Message-ID: <196@quintus.UUCP>
Organization: Quintus Computer Systems, Inc.
Path: otter!hplabs!sri-unix!quintus!ok
Newsgroups: comp.lang.prolog
Sender: news@quintus.UUCP
Reply-To: ok@quintus ()
Lines: 273

In his recent posting about the Oxford Prolog Library, Jocelyn Paine
said that one of the components was a grammar rule translator.  The
description says 'The translator is essentially the same as that
published in "Programming in Prolog", by Clocksin & Mellish'.

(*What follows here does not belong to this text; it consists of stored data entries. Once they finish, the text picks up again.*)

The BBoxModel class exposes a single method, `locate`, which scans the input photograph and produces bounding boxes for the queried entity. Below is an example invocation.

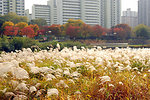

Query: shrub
[0,36,11,52]
[37,41,87,50]
[10,37,38,51]
[60,41,87,49]
[37,41,58,50]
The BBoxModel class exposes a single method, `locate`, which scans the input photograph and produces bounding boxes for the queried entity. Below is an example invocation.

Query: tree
[112,24,132,39]
[113,27,127,40]
[30,18,47,26]
[0,13,27,36]
[66,25,81,39]
[49,24,62,37]
[15,22,28,29]
[38,26,51,35]
[3,26,19,36]
[62,19,85,35]
[29,24,39,33]
[2,21,14,29]
[20,26,36,38]
[0,15,5,28]
[134,24,150,39]
[92,25,104,38]
[66,19,84,27]
[80,24,92,39]
[1,12,28,24]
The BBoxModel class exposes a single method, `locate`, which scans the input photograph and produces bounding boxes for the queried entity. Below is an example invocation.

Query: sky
[25,0,138,14]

The grammar rule translator which appeared in the 1st and 2nd editions
of Clocksin & Mellish had the following flaws:

-- there was a variable name spelling mistake in one of the clauses,
   which broke the translation of rules with pushback
   (fixed in the 3rd edition, I think);

-- the translator did not expand (If->Then;Else)s
   (still not handled in the 3rd edition);

-- the translator did not use the 'C'/3 expansion, but tried to do
   the terminal matching in the translator, which meant that code with
   cuts and ``meta-logical'' operations did not work as expected
   (still a problem in the 3rd edition);

-- the translator does nothing useful with variables appearing as
   non-terminals (in the 3rd edition it goes into a loop);

-- the definition of phrase/2 is wrong--it only accepts nonterminals
   but should accept grammar rule bodies (i.e. phrase((p,q), S) will
   call ','(p,q,S,[]) when it should call (p(S,S1),q(S1,[])))
   (still the case in the 3rd edition).

This is reasonable because Clocksin & Mellish do not purport to provide
a specification of the Prolog language, only instruction in how to use
it.  Their grammar rule translator is presented only as the answer to
an exercise.

The lack of a reliable specification means that some vendors have left
grammar rules out entirely, and others have botched the job.  Others
have added "features".  For example, ALS decided to make calls to certain
built-in predicates are quietly translated as themselves.  The trouble
with this is that this is done _quietly_ (so you never know when it has
happened without looking at the code in the data base) and that there is
no apparent pattern to the choice of which builtins are left alone and
which are changed (so that you, or at any rate I, can never recall which
are which). In the absence of an agreed standard, however, nobody can say
that this was wrong.

There is a group of people who purport to be developing a Prolog
standard at the taxpayer's expense.  You would expect that group to
have addressed the grammar rule translation issue, ideally by
distributing a draft specification in the form of usable Prolog code.
The BSI Prolog substandard committee, however, in their great wisdom,
have preferred to do other things.

There's only one thing to do, then, and that's to publish source code.
The code which follows in this message was rewritten from scratch for
this purpose.  The purpose of this code is to serve as a workable
specification of
    phrase/3
    phrase/2
    'C'/3
and the translation from Lhs-->Rhs to Head:-Body form.  Error checking
and reporting has quite deliberately been left out, and a couple of cases
have been over-generalised to accomodate this.  I have supplied the
dcg rule translation as a separate predicate 'dcg rule'/2 to decouple
the question of what DCG rules are translated to from the question of
how DCG rule translation is integrated into the rest of a Prolog system;
I am not proposing that 'dcg rule'/2 should be directly available under
that name.   phrase/[2,3] and 'C'/3 _should_ be directly available.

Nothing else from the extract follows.